Take the first two games of this year’s NBA Finals, for example. On both occasions, the losers compiled more offensive rebounds and fewer turnovers than did the winners. Counter-intuitive, isn’t it?
The same little oddity occurred in Games 5 & 7 of last season’s championship series between the same two teams. (In the iconic Game 6, the teams were even on the offensive glass while the winning Heat committed more turnovers than they forced.)
In terms of raw numbers, the San Antonio Spurs have been virtually indistinguishable from their opposition in some key areas during the past two regular seasons. In those 164 games, the Spurs and their opponents are separated by just 16 total rebounds, 28 turnovers and 37 free throw attempts – less than 0.25 of each per game. On top of that, they surrender almost two more offensive rebounds per game than they retrieve.

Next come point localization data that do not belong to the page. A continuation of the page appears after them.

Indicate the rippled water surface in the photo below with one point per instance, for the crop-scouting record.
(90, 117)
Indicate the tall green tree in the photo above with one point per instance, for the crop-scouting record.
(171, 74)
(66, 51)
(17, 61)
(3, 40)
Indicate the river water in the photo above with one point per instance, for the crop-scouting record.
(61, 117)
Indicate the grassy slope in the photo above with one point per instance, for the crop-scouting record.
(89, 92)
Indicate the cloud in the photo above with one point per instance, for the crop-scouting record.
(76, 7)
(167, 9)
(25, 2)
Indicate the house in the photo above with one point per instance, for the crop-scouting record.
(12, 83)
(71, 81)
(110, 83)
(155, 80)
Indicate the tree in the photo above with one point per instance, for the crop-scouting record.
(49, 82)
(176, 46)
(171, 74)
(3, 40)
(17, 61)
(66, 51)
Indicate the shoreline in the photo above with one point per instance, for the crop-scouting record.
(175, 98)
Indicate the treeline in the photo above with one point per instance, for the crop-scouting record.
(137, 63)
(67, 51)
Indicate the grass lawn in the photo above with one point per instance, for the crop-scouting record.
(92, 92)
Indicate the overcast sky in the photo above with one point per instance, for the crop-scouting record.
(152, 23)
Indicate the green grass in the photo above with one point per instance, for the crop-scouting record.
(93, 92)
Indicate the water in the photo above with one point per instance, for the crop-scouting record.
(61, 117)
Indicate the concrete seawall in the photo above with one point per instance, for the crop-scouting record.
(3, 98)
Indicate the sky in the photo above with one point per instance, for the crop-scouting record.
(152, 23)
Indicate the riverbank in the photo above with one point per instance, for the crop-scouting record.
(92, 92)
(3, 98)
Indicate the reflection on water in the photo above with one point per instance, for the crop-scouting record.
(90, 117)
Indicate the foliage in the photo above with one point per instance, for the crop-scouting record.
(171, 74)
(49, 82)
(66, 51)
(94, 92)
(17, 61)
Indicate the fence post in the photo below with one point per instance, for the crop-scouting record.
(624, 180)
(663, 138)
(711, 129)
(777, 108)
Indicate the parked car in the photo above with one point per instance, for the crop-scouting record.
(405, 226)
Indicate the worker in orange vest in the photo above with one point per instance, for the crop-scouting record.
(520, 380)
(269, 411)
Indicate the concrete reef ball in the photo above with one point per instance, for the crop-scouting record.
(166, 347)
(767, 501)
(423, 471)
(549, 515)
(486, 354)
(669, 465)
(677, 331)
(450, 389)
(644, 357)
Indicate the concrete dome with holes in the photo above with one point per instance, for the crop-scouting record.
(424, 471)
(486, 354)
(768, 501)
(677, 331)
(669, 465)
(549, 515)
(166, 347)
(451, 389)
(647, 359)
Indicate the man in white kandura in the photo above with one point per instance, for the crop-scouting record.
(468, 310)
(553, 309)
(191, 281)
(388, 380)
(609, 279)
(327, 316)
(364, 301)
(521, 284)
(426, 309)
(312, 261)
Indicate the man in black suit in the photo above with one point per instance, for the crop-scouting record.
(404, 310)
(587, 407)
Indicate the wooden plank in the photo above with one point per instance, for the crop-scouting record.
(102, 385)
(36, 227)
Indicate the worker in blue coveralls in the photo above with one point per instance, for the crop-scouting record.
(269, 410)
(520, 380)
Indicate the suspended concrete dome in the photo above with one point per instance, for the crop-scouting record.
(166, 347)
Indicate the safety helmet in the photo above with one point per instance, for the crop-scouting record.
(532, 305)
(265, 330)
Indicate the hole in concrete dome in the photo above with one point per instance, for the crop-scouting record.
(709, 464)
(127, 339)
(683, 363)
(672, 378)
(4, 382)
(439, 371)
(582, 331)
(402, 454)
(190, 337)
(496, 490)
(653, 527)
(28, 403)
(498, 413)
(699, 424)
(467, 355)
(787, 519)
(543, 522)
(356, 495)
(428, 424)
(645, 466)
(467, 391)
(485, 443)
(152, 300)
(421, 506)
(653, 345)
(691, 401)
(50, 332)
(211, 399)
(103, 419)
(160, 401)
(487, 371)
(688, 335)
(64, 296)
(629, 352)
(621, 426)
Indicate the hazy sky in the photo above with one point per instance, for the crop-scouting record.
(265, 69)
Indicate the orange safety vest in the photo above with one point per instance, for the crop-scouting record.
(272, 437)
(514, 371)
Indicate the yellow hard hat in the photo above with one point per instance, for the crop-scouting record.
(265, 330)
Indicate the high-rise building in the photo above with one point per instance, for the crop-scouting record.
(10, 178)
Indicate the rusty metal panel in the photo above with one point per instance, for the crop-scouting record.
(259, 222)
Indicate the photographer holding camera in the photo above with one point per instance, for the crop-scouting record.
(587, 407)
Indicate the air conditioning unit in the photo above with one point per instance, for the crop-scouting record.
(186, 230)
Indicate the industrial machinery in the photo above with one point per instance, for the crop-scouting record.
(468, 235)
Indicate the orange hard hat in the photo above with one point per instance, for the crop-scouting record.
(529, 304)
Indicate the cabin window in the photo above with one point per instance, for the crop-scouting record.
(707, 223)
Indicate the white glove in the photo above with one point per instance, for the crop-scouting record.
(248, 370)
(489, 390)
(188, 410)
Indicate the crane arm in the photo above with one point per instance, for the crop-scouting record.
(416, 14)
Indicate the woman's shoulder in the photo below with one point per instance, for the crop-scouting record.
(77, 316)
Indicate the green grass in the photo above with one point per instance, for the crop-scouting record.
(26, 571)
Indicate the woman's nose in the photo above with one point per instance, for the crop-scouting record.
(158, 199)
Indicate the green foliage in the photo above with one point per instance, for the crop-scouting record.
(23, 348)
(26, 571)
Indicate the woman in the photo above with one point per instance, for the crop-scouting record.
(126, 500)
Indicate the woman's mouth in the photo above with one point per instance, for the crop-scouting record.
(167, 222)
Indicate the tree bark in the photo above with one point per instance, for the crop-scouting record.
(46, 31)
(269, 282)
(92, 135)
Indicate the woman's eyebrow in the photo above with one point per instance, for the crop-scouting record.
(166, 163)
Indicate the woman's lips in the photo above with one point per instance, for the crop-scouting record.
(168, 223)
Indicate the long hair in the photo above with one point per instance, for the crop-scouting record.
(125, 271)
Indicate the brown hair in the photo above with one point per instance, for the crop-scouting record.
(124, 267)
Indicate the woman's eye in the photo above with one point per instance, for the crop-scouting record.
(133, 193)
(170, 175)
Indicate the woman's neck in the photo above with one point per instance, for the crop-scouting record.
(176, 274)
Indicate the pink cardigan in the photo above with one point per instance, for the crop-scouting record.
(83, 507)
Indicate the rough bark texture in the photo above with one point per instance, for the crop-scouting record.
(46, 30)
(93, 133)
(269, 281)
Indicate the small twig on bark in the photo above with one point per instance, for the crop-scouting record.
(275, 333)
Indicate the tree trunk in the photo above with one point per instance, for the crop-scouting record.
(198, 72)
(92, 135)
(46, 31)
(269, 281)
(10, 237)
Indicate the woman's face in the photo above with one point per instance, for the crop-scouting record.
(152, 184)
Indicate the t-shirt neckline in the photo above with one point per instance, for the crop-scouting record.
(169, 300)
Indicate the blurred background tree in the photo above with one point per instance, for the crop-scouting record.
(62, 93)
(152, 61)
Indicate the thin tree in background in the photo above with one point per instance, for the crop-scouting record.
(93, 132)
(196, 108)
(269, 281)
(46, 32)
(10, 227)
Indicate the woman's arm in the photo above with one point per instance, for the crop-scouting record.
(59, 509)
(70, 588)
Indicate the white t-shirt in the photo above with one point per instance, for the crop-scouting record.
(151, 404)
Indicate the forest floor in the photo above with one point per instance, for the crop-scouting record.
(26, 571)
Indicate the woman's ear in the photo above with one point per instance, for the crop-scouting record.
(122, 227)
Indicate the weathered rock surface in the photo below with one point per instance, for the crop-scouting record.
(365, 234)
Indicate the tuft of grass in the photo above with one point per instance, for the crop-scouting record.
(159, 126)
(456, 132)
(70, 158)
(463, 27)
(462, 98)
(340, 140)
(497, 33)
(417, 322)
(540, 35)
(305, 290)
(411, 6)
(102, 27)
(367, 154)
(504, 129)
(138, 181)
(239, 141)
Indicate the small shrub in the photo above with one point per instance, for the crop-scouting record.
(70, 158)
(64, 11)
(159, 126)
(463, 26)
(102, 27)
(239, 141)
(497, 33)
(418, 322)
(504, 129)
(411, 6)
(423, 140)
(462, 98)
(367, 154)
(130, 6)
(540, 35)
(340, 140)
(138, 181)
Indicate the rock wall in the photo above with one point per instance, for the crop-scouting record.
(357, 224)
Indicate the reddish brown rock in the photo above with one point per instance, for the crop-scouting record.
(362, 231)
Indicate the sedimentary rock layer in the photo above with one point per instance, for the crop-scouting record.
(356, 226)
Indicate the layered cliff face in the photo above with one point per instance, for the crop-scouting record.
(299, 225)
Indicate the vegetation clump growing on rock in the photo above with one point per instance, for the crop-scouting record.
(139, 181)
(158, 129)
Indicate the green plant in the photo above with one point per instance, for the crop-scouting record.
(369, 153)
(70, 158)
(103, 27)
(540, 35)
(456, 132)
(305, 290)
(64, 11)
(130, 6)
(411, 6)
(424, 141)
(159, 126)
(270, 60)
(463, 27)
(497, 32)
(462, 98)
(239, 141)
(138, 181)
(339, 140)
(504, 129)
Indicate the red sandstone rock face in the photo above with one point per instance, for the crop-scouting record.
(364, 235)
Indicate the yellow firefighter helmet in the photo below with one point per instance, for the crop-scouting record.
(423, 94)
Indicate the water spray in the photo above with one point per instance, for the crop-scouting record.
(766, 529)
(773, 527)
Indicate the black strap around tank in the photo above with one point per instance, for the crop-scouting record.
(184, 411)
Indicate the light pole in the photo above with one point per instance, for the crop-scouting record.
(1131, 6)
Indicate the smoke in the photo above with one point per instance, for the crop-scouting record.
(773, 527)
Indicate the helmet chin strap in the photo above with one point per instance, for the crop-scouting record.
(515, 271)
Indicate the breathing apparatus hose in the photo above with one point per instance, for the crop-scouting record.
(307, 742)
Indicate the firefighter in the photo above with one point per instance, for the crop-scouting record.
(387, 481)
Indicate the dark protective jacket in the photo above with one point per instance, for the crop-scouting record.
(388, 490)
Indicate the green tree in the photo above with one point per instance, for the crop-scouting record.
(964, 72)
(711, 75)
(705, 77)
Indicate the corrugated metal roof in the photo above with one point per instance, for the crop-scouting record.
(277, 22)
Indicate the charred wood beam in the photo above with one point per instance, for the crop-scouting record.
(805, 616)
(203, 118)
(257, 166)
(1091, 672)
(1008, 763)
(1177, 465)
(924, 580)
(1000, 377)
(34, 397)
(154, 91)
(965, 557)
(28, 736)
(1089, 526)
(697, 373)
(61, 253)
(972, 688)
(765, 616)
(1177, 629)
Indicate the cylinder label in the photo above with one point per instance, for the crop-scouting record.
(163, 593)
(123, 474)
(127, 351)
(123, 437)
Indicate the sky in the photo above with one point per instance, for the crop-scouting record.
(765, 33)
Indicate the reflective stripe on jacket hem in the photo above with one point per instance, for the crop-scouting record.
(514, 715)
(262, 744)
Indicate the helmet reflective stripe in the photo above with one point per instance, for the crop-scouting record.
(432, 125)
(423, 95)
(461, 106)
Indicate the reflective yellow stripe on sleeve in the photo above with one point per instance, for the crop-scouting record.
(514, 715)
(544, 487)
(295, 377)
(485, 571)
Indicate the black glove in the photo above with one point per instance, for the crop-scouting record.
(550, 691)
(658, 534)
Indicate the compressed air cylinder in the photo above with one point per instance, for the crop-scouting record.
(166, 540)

How were they able to outscore the other guys by 1,164 points and win 120 of those games?
Well, over 300 of those points come from an edge in successful three-point shots. In all, the Spurs managed to make over 400 more field goals while attempting over 400 fewer.
San Antonio’s familiar Finals foe, during the same stretch, also converted over 400 more field goals than its opposition – and accomplished this feat on nearly 500 fewer shots. But that exceptional field-goal shooting and an identical win total end the list of numerical similarities between the two teams over the past two seasons.
The Heat are a heady and athletic team built to run rather than rebound…indeed they are among the poorest rebounding teams [link] ever to win a championship. Their opponents have chased down over 500 more offensive rebounds, in excess of three per game.
The Heat have taken and made about 60 more treys than the other guys and gain about a point per game at the foul line. The generator of the near 1,000 point scoring differential is to be found in the turnover column, where the Heat have induced almost 300 more turnover than they’ve committed. They force a turnover on a league-best 17 percent of opponent possessions, while squandering opportunities at a 15 percent rate.
Yet, their last three Finals victories were accomplished without their most identifiable trait.
Traditional wisdom has always preached that defense wins championships. But these back-to-back Heat-Spurs Finals have featured the top two shooting teams in the league.
Little wonder that our numbers, while violating no Commandments, just don’t add up.
Maybe We Should Consider History
The 2014 NBA Finals simply ooze history.
A two-time defending champion vs. the most consistently dominant franchise of recent times…a re-match, to boot.
Gregg Popovich and his Spurs have been driven by the belief that they squandered a championship opportunity a year ago.
Miami’s Big Three was assembled to establish a legacy, toward which a three-peat would be a significant stride. A fourth title for the franchise would tie these very Spurs, just two behind the Chicago Bulls at No. 3 on the all-time list.
On an individual level, Tim Duncan again has the opportunity to draw even with Kobe Bryant – and would appear to be better positioned to continue the Jordan pursuit.
These Finals also offer a rubber match of sorts between Pop and the Chosen One, whose surprising ’07 Cavs were swept away by the Texans.